News Column

Chicago filmmaker to make short film in Salina, Assaria

December 1, 2013


Dec. 01--Ever since he set foot in Kansas, Florida native and filmmaker Dustin Whitehead knew it was a place he wanted to shoot a film.

"This is like nothing I had ever seen before," Whitehead said of Kansas. "It felt surreal. I grew up in Florida and was used to things a certain way. Kansas is very different and not what I expected. The sunrises and the sunsets are beautiful, which will work really well on film."

Whitehead first visited Kansas on a trip with his wife, Sadie Myers. Now, he is gearing up to shoot "Somewhere in the Midwest" in Salina and Assaria, Sadie's hometown.
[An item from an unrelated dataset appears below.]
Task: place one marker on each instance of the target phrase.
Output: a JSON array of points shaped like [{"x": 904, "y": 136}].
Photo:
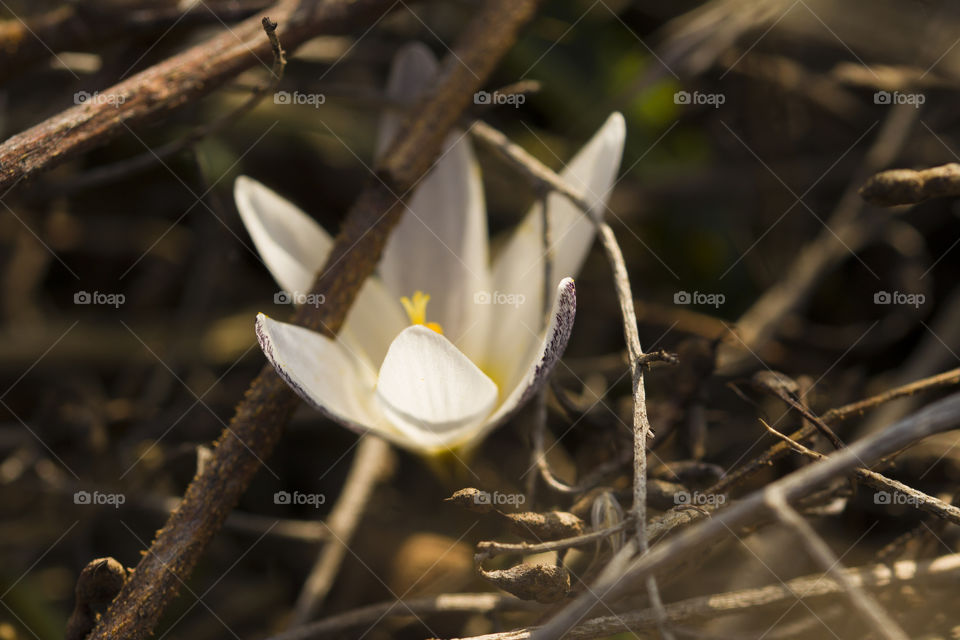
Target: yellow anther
[{"x": 416, "y": 309}]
"This is a coming-of-age drama about a young man from Kansas who is at odds with his parent's divorce," Whitehead said. "There will be the natural beauty that is inherent in Kansas mixed with the essence of the fantastical and magical."

Filming will take place from Jan. 2 to 12. Actors will be coming from around the world to be part of the independent short film.

"This is a creative project I have wanted to do for a long time," Whitehead said. "The first time I came here, I wanted to make a movie here. The land, the structures and grain elevators. They contribute to the images in the film. The tractors and the machines that exist here -- they are very big and larger than life. It feels fantastical."

Studied the trade

Whitehead studied acting at DePaul University in Chicago before attending New York University's Tisch School of Arts in Singapore. He graduated in 2012.

Whitehead met Myers while at DePaul when she was working as a live-in nanny near a film set. The two met when she stopped by the set.

Whitehead and Myers have a 1-year-old, Amos. Amos will play a small role in the movie.

Whitehead currently does videography for the University of Chicago's business school's projects but hopes to do more filmmaking.

"Somewhere in the Midwest" will be Whitehead's third short film. A short film is any film less than 20 minutes in length.

"It has got a decent budget," Whitehead said. "Most of the actors are people I met in school and they are working for free or low wages because they believe in me and want to come to Kansas to see this thing get made."

He started planning the film six to eight months ago. He said it will take another six to eight months to finish before it is submitted to film festivals. He wants to screen it at the Salina Art Center, as well.

Community support

Most of the actors will be professionals from across the world but Whitehead plans to have a few roles for Salinans in the film.

Whitehead said he is working with people in the community to secure locations for filming. He is searching for an old farmhouse to be used as the family home in the film. People can contact him at

Whitehead is also looking for people interested in helping cater or other film-related needs.

"We are all about getting involved in the community and helping the community be part of this film," Whitehead said.

Whitehead said people probably will see his crews filming. He doesn't mind if they stop by to watch.

"I've been going around, taking pictures and doing locations scouting," Whitehead said. "I've been talking to people about how the landscape looks at different times of the day. It has been a beautiful experience so far."